This is the facelifted Nissan Juke. Chief among the visual changes to Nissan’s divisive-looking but best-selling crossover are reshaped LED running lights inspired by 2013’s Extrem concept car, a revised front bumper that look less like a wine rack, and revised tail lights.
There are also new alloy wheels and, as you can see, garish paint schemes, but the real headlines here lurk under Quasimodo’s skin.
What’s really new about the 2014 Nissan Juke?
The thirsty old 1.6-litre atmospheric engine has been binned. In its place, you now have a 1.2-litre turbo engine. Sounds like a raw deal, but this Renault-Nissan-developed engine is a much better ownership bet on paper.

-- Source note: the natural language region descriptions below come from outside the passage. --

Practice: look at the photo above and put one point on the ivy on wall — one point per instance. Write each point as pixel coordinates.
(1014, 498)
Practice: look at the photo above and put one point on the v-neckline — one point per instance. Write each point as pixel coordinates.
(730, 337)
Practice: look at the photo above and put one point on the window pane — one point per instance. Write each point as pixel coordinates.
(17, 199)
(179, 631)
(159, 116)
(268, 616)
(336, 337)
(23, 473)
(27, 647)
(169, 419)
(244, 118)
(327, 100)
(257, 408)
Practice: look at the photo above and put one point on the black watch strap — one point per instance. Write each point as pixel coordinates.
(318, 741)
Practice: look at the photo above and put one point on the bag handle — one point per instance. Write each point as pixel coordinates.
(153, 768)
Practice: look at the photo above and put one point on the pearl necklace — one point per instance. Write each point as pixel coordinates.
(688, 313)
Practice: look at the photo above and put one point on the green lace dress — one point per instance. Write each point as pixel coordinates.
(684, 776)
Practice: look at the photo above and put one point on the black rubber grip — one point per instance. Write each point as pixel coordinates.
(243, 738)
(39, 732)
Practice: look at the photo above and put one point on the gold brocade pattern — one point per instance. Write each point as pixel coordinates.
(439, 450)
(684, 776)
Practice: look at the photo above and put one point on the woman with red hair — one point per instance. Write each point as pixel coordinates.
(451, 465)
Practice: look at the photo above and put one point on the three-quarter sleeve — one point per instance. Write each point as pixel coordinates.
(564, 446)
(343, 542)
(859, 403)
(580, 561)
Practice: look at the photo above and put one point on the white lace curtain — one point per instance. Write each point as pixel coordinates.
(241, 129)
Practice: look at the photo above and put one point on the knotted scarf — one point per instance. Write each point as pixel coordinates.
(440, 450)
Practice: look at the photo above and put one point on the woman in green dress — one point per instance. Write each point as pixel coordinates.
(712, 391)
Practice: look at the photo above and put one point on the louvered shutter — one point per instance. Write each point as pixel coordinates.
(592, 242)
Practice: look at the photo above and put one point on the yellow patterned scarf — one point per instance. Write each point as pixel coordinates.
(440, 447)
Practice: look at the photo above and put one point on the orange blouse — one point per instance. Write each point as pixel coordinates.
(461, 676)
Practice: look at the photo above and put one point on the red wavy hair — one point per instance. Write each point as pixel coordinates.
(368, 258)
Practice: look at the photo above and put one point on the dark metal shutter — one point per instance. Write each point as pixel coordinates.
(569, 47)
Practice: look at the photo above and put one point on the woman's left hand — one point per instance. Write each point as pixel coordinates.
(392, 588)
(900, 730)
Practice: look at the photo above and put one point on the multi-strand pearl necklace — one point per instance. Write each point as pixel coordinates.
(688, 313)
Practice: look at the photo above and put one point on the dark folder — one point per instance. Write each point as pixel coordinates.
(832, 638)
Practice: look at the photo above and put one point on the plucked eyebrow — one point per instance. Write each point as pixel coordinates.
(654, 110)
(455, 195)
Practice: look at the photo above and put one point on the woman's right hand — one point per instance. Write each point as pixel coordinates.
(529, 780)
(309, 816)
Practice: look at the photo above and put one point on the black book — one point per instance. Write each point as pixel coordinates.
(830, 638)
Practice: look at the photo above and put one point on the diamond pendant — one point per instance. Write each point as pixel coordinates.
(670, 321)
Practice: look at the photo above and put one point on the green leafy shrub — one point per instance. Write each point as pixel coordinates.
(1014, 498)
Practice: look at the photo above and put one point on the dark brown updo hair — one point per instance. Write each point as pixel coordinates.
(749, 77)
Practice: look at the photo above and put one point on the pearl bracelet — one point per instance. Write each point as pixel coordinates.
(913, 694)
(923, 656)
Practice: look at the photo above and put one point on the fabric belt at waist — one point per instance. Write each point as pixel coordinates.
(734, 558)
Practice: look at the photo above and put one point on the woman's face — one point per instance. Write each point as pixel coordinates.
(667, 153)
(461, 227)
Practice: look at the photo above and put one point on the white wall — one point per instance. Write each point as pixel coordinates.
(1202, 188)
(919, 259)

It’s 2bhp down on the 1.6 (114bhp plays 116bhp), but torque is actually up from 116lb ft to 140lb ft. That should make the 1.2 feel stronger in the mid-range, and save fuel when cruising.
The 1.2 DIG-T engine is lighter than the 1.6 it pensions off, and has stop-start as standard. So, it wins the CO2 battle (126g/km beats 139g/km) and claimed fuel economy is better: 36.7mpg is well and truly trumped by the 1.2’s 51.4mpg official figure. The 1.5-litre diesel engine survives the facelift unchanged.
You can now spec a glass roof to brighten the cabin, and there’s updated tech in the form of moving object detection, blind-spot warning and lane-departure warning systems. Two-wheel drive Jukes now have a bigger boot: space is up 40% to 354 litres.
So, while the Juke’s facelift isn’t radical, the price changes for the British-built crossover shouldn’t sky-rocket either. And with 420,000 Jukes sold so far (almost 99,000 of which live in the UK), chances are the Juke didn’t need to change. What’s popular with buyers is good news for the British car industry – the Juke is built in Sunderland.